Osler did not answer a number of questions regarding details and inconsistencies around its outbreak declaration. 

It remains unclear why the outbreak was not declared earlier, after multiple staff in the program had already tested positive, prior to April 10. It also remains unclear how the outbreak was declared over on April 15, only five days later, when Osler admitted that at least two staff had tested positive on April 3, and that its policy was that an outbreak declaration had to remain in place for 14 days after the most recent positive test, meaning it should not have been lifted until at least April 17. However, if some of the ten staff tested positive after April 3, which appeared to be the case because the outbreak was not declared until April 10, then it should have remained in place for even longer. 

Osler's website states: "Declaring an outbreak is part of Osler’s standard practice and other hospitals’, when two or more patients or health care workers test positive for a communicable disease and the infection is associated with the hospital." However these "standards" do not appear to have been followed when at least three staff in the kidney program tested positive on March 30 and April 3.

As of Friday morning, May 15, 119 COVID-19 patients are being treated at Civic and Etobicoke General, 21 of them in critical care. But the system, which has failed to provide detailed, updated information since the beginning of the pandemic, does not break down its data by hospital, so community members have no way of knowing what the situation at their hospital is. 

“There are problems here, you have issues,” Bani said. "You're not hearing, not even the nurses or the doctors or patients are talking about it.”

When he asked a nurse if there was a problem within the department, she acknowledged the outbreak, but said it was all under control. When Bani inquired about testing for dialysis patients, the nurse wasn't able to answer his question.

“I'm very scared because I take every precaution that was put out there.” Bani only leaves his house to get treatment at Brampton Civic.
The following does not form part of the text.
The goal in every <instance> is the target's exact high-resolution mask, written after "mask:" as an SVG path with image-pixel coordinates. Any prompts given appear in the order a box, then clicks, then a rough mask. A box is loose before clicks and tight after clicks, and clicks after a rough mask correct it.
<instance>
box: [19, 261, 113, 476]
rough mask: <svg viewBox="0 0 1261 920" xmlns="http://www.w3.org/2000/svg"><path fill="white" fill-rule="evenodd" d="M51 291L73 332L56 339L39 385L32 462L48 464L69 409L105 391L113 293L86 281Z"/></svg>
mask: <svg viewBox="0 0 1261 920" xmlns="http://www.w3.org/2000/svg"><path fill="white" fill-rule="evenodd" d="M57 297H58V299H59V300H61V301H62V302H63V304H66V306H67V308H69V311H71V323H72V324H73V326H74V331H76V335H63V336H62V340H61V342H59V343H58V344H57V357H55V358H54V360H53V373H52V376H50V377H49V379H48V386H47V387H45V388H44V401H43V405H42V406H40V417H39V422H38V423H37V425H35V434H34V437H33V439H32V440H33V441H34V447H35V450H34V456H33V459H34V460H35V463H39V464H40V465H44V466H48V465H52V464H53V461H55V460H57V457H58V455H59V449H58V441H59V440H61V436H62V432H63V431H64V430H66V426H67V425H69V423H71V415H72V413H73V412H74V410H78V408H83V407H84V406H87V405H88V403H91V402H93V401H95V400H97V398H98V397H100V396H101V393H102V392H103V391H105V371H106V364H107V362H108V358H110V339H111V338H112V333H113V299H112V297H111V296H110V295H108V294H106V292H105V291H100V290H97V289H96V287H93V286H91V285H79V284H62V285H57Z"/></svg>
His kids do the groceries for him, leaving the bags in the garage for him to take inside later.

All Bani said he wants to know is if he and the other patients around him were impacted. Not knowing is scaring him more than anything else.

The lack of answers is destroying his trust in the Brampton hospital, he said. 

It remains unclear whether he, or other patients who rely on the dialysis department, will be tested at all, something that is only elevating his worry.

Osler's handling of an outbreak at Brampton Civic appears to have violated its own rules

 

Osler said its outbreak in the kidney program involved 10 staff members, with the virus first spreading during a staff meeting. It said the initial infection was not believed to have been work related and the employee who introduced the virus into the workplace likely contracted it through community contact, not at one of Osler’s hospitals. 

Osler’s renal program has 200 staff members providing approximately 450 dialysis treatments to patients every week, Harris, manager of public relations for Osler, told The Pointer previously. The staff meeting that caused the spread occurred on March 24 and 25, ending three days before the province banned gatherings larger than five people.

The first employee tested positive March 30.

This translates to nine positive tests coming from staff members between March 30 and April 10, with two of them testing positive April 3, “likely after eating lunch together in close proximity,” she said.

“All Infection Prevention and Control precautions were implemented,” Osler stated when the outbreak was declared. “Additional precautions have also been taken to further protect the health and safety of patients, staff, physicians, volunteers. Osler continues to be a safe place to work and care for patients. As we continue to see community spread of COVID-19, Osler remains prepared and committed to providing safe, quality care.”